Rabu, 29 September 2010

Pram, Buku yang tak Pernah Selesai Dibaca

“Buku dan pengarangnya adalah sebuah negara tersendiri”

(Alexander Solzhenitsyn)    

Pramoedya Ananta Toer adalah buku. Buku yang seutuh-utuhnya buku. Karena ia buku yang besar, meluas, dan berwibawa, maka ia abadi: Scripta manent verba volant (tulisan itu abadi, sementara lisan cepat berlalu bersama derai angin).

Dan ia yakin akan abadi (W. 30 April 2006). Dan keyakinan itu sudah ia tuliskan dalam sebuah artefak utuh tanpa ragu di halaman 356 kuartet keempat Buru, Rumah Kaca: “Menulislah, jika tak menulis, maka kamu akan ditinggalkan sejarah.”

Pram memang bukanlah buku yang biasa. Buku yang datang tergesa-gesa, cepat, dan setelah itu dilupakan orang. Pram juga bukan buku cengeng, picisan, dan penuh cekikikan. Sebab hidup Pram adalah hidup yang selalu sepi, sunyi, disiakan, sekaligus keras dan berjelaga. Nasib dan respons kehidupan yang tak memanjakan membawanya menjadi buku yang selalu tegak menantang cadas. Apa pun yang mengganggu otonomi tubuh dan pikiran serta ideologinya.

Ia adalah Pramis; individu yang percaya akan kemampuannya dan karena itu ia lampaui otoritas dari siapa pun,apa pun. “Bahkan dengan Tuhan pun aku tak mau meminta,” katanya.

Mungkin, karena sikap konsistensi yang bertumpu pada diri sendiri itu, ia kerap disalahpahami sebagai buku yang kaku, keras, dan sama sekali tak menarik. Mochtar Lubis, lawan politik sastranya, berkata tatkala ditanyai tentang kesannya dengan Bumi Manusia oleh Denny JA: “Buku apaan itu. Datar. Tak menarik. Hanya dua halaman saya tahan membacanya.” Ajib Rosjidi berkata: “Jangan harap karya Pram ada adegan seks yang menegangkan. Membaca percintaan antara Minke dan Annelis saya sama sekali tak terangsang. Malah lucu menurut saya.”

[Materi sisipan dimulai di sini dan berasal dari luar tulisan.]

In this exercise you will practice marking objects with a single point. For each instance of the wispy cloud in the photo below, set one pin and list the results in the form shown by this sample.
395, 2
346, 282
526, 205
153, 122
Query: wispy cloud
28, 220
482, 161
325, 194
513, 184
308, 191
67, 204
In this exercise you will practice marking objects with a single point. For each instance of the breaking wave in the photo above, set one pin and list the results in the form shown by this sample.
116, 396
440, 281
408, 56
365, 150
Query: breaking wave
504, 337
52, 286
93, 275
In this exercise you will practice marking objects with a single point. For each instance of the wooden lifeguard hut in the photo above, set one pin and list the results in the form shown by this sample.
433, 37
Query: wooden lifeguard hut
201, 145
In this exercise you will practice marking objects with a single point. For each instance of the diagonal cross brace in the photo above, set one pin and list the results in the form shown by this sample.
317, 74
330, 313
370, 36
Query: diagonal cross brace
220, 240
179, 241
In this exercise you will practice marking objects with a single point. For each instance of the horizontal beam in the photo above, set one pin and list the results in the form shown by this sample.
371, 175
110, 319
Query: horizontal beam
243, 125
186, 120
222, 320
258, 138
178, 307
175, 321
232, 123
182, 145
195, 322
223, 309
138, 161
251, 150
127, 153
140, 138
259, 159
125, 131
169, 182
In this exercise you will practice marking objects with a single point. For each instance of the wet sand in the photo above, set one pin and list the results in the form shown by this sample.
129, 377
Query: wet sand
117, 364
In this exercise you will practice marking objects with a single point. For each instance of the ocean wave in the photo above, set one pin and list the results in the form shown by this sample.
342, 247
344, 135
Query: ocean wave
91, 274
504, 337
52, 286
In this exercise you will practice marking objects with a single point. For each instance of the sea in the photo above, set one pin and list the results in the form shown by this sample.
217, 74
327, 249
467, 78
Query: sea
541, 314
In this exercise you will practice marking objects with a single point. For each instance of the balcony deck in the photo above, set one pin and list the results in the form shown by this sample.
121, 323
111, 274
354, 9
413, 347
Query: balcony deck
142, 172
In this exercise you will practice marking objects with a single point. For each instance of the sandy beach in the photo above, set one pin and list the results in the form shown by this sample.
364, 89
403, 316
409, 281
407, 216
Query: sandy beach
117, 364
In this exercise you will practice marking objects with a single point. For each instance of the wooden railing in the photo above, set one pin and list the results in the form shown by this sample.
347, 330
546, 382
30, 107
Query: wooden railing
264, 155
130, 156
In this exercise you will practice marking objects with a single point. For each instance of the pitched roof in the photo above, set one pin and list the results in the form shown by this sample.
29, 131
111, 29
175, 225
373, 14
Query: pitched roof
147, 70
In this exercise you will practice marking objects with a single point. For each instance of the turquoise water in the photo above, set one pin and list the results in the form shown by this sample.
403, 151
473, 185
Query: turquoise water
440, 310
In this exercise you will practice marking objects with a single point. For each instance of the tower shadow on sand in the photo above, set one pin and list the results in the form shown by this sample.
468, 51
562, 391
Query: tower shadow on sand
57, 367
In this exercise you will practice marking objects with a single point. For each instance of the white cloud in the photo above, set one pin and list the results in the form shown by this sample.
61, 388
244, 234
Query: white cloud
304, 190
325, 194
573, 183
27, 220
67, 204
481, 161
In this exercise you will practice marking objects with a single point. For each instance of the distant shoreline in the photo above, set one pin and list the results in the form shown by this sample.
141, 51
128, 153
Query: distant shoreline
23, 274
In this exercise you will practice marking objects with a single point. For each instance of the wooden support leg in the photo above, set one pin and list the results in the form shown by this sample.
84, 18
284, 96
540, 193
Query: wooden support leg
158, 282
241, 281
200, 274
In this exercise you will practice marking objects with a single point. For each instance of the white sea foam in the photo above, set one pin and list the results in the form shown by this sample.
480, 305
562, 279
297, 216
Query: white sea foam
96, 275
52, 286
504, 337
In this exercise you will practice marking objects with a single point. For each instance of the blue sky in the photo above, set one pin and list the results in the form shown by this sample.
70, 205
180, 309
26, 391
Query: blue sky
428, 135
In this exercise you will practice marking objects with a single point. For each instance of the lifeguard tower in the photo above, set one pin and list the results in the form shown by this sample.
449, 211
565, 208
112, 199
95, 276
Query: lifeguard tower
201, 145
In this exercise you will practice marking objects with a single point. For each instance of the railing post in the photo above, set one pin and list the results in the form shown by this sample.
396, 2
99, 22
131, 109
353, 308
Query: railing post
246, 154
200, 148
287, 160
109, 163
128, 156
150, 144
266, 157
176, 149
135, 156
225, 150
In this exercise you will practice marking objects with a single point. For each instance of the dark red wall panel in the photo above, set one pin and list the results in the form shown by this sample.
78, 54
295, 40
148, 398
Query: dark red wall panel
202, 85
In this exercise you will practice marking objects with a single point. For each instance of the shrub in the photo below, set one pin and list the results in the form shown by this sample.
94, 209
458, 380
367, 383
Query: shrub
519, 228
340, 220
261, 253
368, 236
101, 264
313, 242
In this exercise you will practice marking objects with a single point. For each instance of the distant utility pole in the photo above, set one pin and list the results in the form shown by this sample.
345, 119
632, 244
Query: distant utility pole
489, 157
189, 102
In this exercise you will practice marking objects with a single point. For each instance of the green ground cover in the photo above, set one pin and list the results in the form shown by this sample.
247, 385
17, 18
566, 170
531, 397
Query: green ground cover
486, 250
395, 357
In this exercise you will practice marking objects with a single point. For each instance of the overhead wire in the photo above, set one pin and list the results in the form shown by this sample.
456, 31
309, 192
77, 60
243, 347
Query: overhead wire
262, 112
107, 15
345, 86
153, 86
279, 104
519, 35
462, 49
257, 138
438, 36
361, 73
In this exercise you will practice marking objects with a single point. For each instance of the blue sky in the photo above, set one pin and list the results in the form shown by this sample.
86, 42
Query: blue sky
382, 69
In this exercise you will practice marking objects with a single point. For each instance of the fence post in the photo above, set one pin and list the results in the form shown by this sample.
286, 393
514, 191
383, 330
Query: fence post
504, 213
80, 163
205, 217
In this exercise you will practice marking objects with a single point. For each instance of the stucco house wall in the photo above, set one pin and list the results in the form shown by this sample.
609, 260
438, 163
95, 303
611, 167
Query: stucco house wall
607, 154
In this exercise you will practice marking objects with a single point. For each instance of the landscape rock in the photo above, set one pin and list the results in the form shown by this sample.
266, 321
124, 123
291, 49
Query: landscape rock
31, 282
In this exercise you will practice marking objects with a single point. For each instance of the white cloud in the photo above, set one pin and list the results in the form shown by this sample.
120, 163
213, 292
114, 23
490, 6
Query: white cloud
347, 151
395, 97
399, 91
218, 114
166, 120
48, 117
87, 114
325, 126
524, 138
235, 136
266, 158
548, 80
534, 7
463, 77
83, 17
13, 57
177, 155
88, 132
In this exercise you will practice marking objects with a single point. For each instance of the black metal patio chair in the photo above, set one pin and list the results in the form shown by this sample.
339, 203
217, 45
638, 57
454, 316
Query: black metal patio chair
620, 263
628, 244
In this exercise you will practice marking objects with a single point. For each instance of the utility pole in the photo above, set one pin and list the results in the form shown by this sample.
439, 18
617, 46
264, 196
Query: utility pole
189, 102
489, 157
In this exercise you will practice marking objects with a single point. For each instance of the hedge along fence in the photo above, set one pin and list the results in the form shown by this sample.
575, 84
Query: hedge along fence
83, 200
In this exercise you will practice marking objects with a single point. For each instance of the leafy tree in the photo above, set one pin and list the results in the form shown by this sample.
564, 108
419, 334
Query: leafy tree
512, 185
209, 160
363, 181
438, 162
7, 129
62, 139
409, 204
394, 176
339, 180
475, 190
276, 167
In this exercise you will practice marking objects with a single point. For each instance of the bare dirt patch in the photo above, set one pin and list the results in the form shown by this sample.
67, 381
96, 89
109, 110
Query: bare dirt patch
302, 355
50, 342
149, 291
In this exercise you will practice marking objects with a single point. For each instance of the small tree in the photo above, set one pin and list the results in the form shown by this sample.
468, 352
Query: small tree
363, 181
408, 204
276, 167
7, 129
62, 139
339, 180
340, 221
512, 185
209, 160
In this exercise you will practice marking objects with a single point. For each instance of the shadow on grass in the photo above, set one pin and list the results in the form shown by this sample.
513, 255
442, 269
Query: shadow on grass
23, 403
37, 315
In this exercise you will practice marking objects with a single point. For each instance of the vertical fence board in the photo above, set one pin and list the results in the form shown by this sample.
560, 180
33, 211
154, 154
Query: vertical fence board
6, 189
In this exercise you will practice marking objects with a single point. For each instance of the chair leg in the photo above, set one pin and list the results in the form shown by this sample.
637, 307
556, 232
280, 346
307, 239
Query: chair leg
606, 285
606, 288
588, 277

Pram memang bukan buku yang lemah, gemulai, dan menebar senyum. Ia adalah buku yang tegak menantang siapa pun. Tapi ia berdiri tidak dengan segerombolan serdadu dengan samurai terhunus, melainkan menantang dengan senjata bernama buku. Tak ada apa pun selain itu. Pram sendiri kita tahu adalah pribadi yang introvert, tak gaul, dan rendah diri. Bukulah yang membuatnya menyala. Serupa api yang menjilat-jilat. Dan ia datang memang untuk membakar dan melecut semangat perlawanan kalangan muda dan juga dirinya sendiri.

Bagi Pram, menulis adalah melawan. Dan Pram yakin bahwa perlawanan itu bisa dilakukan dengan menulis buku, seperti halnya ia lakukan. Bagi Pram, buku adalah visi, sekaligus sikap. Perjuangan tanpa visi adalah perjuangan yang hanya menanti mati disalip kekuasaan pragmatis setelah riuh pasar malam perjuangan usai diteriakkan. Bukulah yang membuat Pram tidak menjadi massa atau gabus yang dipermainkan ombak di tengah samudera sejarah dan setelah itu takluk terhempas jadi sampah di pantai.

Buku adalah obor, sekaligus kemudi bagi sejarah. Lihatlah, dengan buku Pram menawarkan sejarah yang dipahaminya. Celakanya, sejarah yang dikandung buku Pram adalah sejarah yang selalu bertabrakan muka dengan sejarah resmi yang dikreasi negara.

Dan dengan buku pula, Pram kemudian membangun presepsi yang sama sekali baru tentang apa arti Indonesia, Nusantara, peradaban-peradabannya, serta sejarah orang-orang yang bergolak di dalamnya yang bertarung dalam pusaran sejarah. Terutama sejarah anonim dari orang-orang yang dilindas sejarah.

Dengan begitu, lewat buku Pram menawarkan dunia. Dunia yang diyakininya benar. Dunia orang-orang yang disepelekan sejarah. Orang-orang menyebut usaha ini adalah usaha penulisan sejarah senyap. Yakni, sejarah orang-orang tak terdengarkan. Jika saja bukan usaha Pram menuliskan kembali biografi Tirto Adhi Surjo, mungkin tokoh sentral lahirnya kelompok cendekia yang menulis di awal abad 20-an akan terhapus dari sejarah. Lalu juga kisah orang-orang anonim, tapi penting dalam proses pembentukan kota, peradaban, dan karakter-karakter yang dikandungnya dibasahi Pram dalam bentuk karya imajinasi. Jadilah dunia dalam buku Pram menjadi dunia tersendiri, merdeka, dan sekaligus merangsang pikiran untuk mendudukkan Indonesia dalam konteks yang lebih khusus.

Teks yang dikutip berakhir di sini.